Article publié le 31/03/2008 Dernière mise à jour le 08/04/2008 à 16:47 TU

Ordinateurs, fours à micro-ondes, téléphones portables, hôtels internationaux : les Cubains ont désormais accès à ces services qui leur étaient interdits. Le nouveau président Raul Castro libère à petits pas une économie qui reste encore sévèrement encadrée.

Le téléphone portable fait son apparition dans les rues de La Havane.(Photo: Reuters)

Le téléphone portable fait son apparition dans les rues de La Havane.
(Photo: Reuters)

« La priorité de notre pays sera de répondre aux besoins de base de la population, sur le plan matériel comme sur le plan spirituel », déclarait Raul Castro le 24 février. Dans son premier discours de chef de l’Etat cubain, le frère et successeur de Fidel Castro avait promis d’éliminer « dans les prochaines semaines » certaines « interdictions excessives ». L’engagement s’est concrétisé par une série d’annonces. En l’espace de dix jours, le gouvernement a brisé plusieurs tabous en autorisant tour à tour la vente de produits ménagers, la possession de téléphones portables et l’accès aux hôtels internationaux, réservés jusque-là aux étrangers.

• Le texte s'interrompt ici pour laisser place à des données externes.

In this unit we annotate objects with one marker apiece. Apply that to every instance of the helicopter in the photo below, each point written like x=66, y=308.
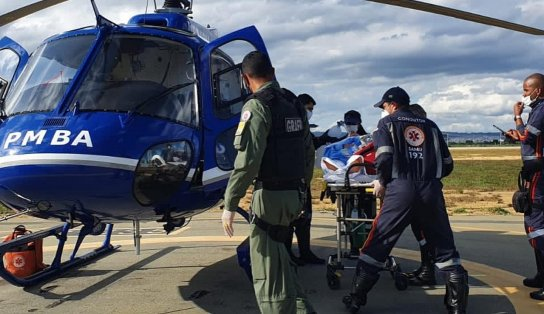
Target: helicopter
x=135, y=121
x=119, y=122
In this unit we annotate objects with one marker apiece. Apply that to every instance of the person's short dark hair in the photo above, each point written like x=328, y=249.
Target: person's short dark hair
x=305, y=99
x=257, y=64
x=418, y=110
x=352, y=117
x=396, y=94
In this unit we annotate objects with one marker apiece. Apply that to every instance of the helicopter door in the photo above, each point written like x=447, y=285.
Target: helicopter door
x=223, y=96
x=13, y=58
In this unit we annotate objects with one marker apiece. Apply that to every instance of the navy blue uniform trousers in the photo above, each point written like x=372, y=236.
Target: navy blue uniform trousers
x=534, y=220
x=406, y=201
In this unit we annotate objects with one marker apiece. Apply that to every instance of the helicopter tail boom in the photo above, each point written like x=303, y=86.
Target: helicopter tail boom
x=458, y=14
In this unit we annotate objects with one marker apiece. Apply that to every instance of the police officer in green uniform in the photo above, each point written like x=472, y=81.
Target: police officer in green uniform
x=274, y=145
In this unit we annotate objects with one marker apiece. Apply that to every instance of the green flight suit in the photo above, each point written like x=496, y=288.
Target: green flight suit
x=274, y=277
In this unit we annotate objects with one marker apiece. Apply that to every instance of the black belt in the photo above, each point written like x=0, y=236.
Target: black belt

Ces mesures – timides – ouvrent une brèche dans une économie sévèrement administrée. A partir du 1er avril, les Cubains peuvent donc, en théorie, s’offrir un ordinateur, un lecteur de DVD, un four à micro-ondes, un téléviseur grand format (entre 48 et 61 cm), un autocuiseur, un vélo électrique ou encore une alarme de voiture, autant de produits qui leur étaient jusque là interdits. Les fréquentes coupures de courant, depuis l’effondrement du « grand frère » soviétique, étaient à l’origine de ces interdictions. Le pétrole vénézuélien généreusement déversé sur Cuba par Hugo Chavez permet aujourd’hui la mise en vente libre d’appareils électriques sans craindre une pénurie. La portée d’une telle mesure doit cependant être relativisée. Les produits désormais autorisés sont vendus en pesos convertibles en dollars, une monnaie dont la valeur est 24 fois supérieure au peso ordinaire et qui reste inaccessible pour la majorité des Cubains.

Un luxe inaccessible

Si la vente de produits ménagers peut sembler anecdotique, l’autorisation pour les particuliers de posséder un téléphone portable est une mesure d’une autre ampleur. Elle pourrait signaler la fin du strict monopole de l’Etat sur les communications. « C’est la porte ouverte à plus de contacts avec des étrangers, à plus d’échanges par textos, à une culture de communication de masse » a déclaré à La Havane le dissident Manuel Cuesta au Washington Post.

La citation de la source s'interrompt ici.